Gene References Into Functions
  1. The CRK20 gene demonstrates rapid induction in response to both ozone (O3) and Pseudomonas syringae. Disruption of the CRK20 gene results in a restriction of bacterial growth. PMID: 21742407
Database Links
Protein Families
Protein kinase superfamily, Ser/Thr protein kinase family, CRK subfamily
Subcellular Location
Membrane; Single-pass membrane protein.

Q&A

What is CK20 and what are its primary research applications?

Cytokeratin 20 (CK20) is a type I keratin protein that serves as a well-established marker for colon epithelium and has significant applications in pathology and cancer research.

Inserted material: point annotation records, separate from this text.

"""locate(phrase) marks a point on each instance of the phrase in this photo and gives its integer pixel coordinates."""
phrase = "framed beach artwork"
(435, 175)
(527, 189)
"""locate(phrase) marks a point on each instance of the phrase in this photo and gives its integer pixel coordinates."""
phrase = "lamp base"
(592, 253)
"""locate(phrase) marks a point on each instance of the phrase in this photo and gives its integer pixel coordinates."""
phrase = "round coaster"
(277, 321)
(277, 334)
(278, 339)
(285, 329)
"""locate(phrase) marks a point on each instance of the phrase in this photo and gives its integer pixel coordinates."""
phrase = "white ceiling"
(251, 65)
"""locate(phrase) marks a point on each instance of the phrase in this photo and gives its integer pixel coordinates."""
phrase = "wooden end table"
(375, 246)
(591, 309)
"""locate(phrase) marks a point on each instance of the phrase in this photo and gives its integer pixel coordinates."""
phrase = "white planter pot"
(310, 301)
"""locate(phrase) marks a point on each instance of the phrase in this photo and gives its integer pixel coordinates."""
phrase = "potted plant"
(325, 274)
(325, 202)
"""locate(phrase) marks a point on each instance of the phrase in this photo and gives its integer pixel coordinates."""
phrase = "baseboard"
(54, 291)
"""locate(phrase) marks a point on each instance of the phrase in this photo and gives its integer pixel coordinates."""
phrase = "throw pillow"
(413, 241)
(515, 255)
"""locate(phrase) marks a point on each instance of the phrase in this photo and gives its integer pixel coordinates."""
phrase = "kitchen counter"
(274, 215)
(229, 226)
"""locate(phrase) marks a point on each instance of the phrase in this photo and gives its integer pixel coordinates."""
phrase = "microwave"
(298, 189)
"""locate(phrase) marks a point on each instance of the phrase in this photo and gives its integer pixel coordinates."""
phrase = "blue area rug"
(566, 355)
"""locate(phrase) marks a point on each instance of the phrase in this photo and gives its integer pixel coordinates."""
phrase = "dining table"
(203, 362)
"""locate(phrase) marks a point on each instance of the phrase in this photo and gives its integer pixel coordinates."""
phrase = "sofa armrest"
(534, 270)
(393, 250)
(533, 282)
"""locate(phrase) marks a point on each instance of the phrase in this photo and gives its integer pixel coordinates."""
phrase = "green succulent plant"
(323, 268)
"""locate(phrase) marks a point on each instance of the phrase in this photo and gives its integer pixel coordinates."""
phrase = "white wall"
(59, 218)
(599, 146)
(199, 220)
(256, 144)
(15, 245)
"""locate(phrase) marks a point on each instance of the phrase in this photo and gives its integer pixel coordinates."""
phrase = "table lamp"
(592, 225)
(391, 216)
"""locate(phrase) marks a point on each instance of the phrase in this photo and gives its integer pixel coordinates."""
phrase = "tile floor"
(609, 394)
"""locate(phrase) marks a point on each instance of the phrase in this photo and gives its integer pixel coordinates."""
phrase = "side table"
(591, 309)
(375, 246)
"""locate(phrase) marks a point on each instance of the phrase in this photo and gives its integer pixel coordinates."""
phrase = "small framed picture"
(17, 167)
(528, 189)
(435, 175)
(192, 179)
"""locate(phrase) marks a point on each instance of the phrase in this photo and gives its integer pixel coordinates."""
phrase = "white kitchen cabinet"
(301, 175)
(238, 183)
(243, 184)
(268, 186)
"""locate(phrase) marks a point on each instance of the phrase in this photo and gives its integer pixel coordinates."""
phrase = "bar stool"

As a diagnostic biomarker, CK20 antibodies are primarily utilized in immunohistochemistry (IHC) and Western Blot (WB) applications to identify and characterize colorectal tissues, Merkel cell carcinoma, and other gastrointestinal malignancies . The most distinctive feature of CK20 in diagnostic pathology is its characteristic perinuclear dot-like staining pattern in certain cancers, particularly Merkel cell carcinoma . Research applications of CK20 antibodies include tumor classification, analysis of circulating tumor cells, and investigation of metastatic pathways in colorectal and other epithelial cancers.

How do researchers select the appropriate CK20 antibody clone for their studies?

Selection of the appropriate CK20 antibody clone depends on the specific research question, target tissue, and experimental methodology. Recent comparative studies have demonstrated that different clones exhibit varying performance characteristics. For example, when comparing CK20 antibody clones Ks20.8 and SP33 for diagnosing Merkel cell carcinoma, researchers found that while both clones showed positive results in 96.3% of cases (52 out of 54 patients), clone SP33 demonstrated aberrant staining in areas of necrosis, whereas Ks20.8 showed no such non-specific staining . Therefore, for studies requiring high specificity, particularly in tissues with necrotic regions, clone Ks20.8 may be preferable. When selecting an antibody clone, researchers should consider:

  • Target application (IHC vs. Western blot)

  • Species reactivity (most CK20 antibodies are specific to human tissues)

  • Clone-specific staining patterns and potential for non-specific binding

  • Validation data in tissues relevant to the research question

  • Compatibility with available detection systems

Research has consistently shown that antibody clone selection significantly impacts experimental outcomes, particularly in diagnostic applications.

What are the recommended storage and handling protocols for CK20 antibodies?

For optimal performance and longevity, CK20 antibodies require specific storage and handling conditions. Most commercially available CK20 antibodies, such as the Anti-CK20 Rabbit Monoclonal Antibody (Clone RM283), should be stored at -20°C, where they typically remain stable for one year from the date of receipt . The standard storage buffer composition for these antibodies is 50% Glycerol/PBS with 1% BSA and 0.09% sodium azide . This formulation helps maintain antibody stability and prevents microbial contamination.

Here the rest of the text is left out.